O vidro era outra possível solução arquitetónica para fazer a ponte entre a paisagem e o edifício do museu e foram várias as propostas que seguiram a via da transparência. A proposta de JunyaIshigami era uma das mais aventuradas, pela forma como rodeava praticamente todo o jardim em corredores envidraçados, numa espécie de abraço (e, porventura, cerco) à natureza.
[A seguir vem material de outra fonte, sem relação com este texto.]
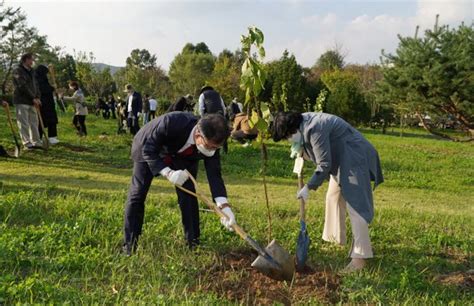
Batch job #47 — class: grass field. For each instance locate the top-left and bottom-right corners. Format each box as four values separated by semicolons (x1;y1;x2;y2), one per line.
0;110;474;305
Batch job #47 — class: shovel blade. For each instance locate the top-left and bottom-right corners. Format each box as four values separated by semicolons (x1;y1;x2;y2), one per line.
252;240;295;281
296;221;311;270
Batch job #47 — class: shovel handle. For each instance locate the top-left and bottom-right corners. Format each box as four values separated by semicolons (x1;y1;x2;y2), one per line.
5;104;20;150
298;173;306;222
175;170;249;240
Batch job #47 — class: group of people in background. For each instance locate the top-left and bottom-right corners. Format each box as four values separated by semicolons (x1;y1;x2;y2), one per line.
0;53;257;151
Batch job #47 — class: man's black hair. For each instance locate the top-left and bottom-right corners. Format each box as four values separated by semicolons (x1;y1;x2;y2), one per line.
198;114;230;144
199;85;214;94
271;112;303;141
20;53;33;64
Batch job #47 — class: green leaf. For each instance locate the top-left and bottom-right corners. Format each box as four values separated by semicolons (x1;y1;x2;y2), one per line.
249;110;260;129
260;103;270;122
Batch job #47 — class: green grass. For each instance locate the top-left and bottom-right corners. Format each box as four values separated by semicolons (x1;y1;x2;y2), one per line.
0;111;474;305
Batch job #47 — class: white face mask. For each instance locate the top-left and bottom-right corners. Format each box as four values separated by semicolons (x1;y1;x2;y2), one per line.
196;144;216;157
288;131;302;143
288;131;303;158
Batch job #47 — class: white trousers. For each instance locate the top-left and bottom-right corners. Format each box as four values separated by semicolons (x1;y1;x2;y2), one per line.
15;104;41;146
323;176;374;258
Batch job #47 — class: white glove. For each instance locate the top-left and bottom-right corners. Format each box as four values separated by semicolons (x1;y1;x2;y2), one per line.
290;146;303;159
166;170;189;186
296;185;309;201
221;207;235;232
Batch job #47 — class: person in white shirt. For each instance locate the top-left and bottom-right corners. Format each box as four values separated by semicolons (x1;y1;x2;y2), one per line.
148;97;158;120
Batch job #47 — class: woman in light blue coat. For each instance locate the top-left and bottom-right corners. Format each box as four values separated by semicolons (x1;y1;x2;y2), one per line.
272;112;383;272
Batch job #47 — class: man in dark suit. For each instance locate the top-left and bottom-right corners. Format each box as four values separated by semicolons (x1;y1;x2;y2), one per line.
124;84;142;135
123;112;235;255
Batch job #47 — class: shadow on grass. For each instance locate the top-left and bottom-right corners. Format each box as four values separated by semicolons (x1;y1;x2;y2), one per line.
358;128;447;140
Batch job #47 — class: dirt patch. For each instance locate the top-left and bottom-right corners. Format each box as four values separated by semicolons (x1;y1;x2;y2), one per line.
200;251;340;305
437;269;474;290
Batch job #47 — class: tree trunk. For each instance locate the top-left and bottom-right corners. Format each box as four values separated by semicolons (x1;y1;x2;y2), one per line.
260;138;272;243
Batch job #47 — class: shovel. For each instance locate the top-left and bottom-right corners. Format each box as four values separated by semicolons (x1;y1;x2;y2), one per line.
176;172;295;281
5;104;21;158
293;157;310;271
35;104;49;150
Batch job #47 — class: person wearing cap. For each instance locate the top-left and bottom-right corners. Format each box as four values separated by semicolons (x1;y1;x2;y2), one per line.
272;112;384;272
35;65;59;145
124;84;142;135
141;94;150;125
230;113;258;147
12;53;43;149
148;97;158;120
123;112;235;255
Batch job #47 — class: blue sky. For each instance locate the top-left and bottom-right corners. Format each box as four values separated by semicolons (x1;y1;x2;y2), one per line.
6;0;474;70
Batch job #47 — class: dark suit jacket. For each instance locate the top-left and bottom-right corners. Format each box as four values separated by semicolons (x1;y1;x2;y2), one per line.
132;112;227;198
125;91;142;117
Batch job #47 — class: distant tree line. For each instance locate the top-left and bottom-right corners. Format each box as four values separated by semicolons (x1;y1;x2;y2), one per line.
0;4;474;140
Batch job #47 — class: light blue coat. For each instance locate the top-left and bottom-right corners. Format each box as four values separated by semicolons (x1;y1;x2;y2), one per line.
300;113;383;223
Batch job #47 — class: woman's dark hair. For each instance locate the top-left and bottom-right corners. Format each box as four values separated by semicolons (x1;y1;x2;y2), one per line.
271;112;303;141
198;114;230;145
69;81;79;90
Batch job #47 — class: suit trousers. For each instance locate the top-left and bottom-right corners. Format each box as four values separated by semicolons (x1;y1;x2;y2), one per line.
15;104;41;146
323;176;373;258
124;159;200;248
127;115;140;135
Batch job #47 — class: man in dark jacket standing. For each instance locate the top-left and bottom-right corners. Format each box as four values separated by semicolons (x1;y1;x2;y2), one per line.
125;84;142;135
36;65;59;145
13;53;42;149
123;112;235;255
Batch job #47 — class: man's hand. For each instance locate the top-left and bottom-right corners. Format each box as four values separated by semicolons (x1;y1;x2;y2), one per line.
296;185;309;201
166;170;189;186
33;98;41;106
219;204;236;232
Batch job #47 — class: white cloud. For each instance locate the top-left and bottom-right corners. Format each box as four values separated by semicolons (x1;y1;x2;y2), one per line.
416;0;474;28
284;0;473;66
301;13;337;27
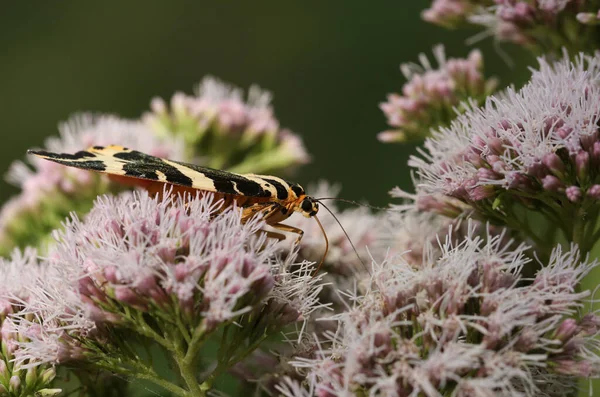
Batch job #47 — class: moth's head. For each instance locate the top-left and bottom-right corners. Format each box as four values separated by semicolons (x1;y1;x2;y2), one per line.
298;196;319;218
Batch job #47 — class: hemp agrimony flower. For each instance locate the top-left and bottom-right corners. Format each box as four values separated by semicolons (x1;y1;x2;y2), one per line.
0;249;61;397
409;55;600;252
144;77;309;174
12;192;322;396
279;228;600;397
378;45;497;142
422;0;598;53
0;114;183;255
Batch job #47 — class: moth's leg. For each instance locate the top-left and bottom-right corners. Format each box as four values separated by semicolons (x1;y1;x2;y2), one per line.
258;229;285;241
269;223;304;250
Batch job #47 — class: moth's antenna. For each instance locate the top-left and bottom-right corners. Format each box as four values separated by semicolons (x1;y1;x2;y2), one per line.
315;199;371;274
315;197;394;212
313;215;329;277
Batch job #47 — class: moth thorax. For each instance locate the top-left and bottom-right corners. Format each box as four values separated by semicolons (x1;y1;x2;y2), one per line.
298;196;319;218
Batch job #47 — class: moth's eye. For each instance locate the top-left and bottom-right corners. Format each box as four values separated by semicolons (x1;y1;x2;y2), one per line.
300;200;312;212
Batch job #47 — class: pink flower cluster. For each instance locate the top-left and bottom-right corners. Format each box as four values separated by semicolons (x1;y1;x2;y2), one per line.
143;77;309;173
0;114;183;254
378;46;496;142
422;0;592;49
11;192;321;367
409;55;600;243
279;229;600;397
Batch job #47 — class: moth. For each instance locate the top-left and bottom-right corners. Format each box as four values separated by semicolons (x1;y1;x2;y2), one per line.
27;145;329;271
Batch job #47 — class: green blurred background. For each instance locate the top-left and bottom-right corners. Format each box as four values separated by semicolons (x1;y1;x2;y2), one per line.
0;0;532;205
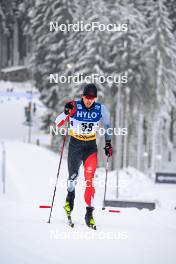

No sentido oposto, houve quem optasse pelo betão como elemento decisivo. De certo modo, eram as propostas que defendiam uma maior continuidade com a configuração atual da Gulbenkian. Entre essas, as propostas da firma "Menos é mais" e de Pedro Domingos destacavam-se por serem também as mais imediatamente reconhecíveis como possíveis ampliações da Gulbenkian como a conhecemos hoje. A primeira chega mesmo a propor uma ponte pedonal sobre um lago na vertente sul — uma ideia arrojada, que também pode ter parecido excessiva para o espaço, com consequências ao nível da acessibilidade. A proposta de Pedro Domingos apresenta uma enorme janela quadrada na fachada sul do museu e simula alguns enquadramentos interessantes do jardim quando visto a partir do interior, mas a escolha do betão liga estas propostas a uma estética cubista que os espaços verdes da Gulbenkian se encarregaram de ir gradualmente suavizando e apagando.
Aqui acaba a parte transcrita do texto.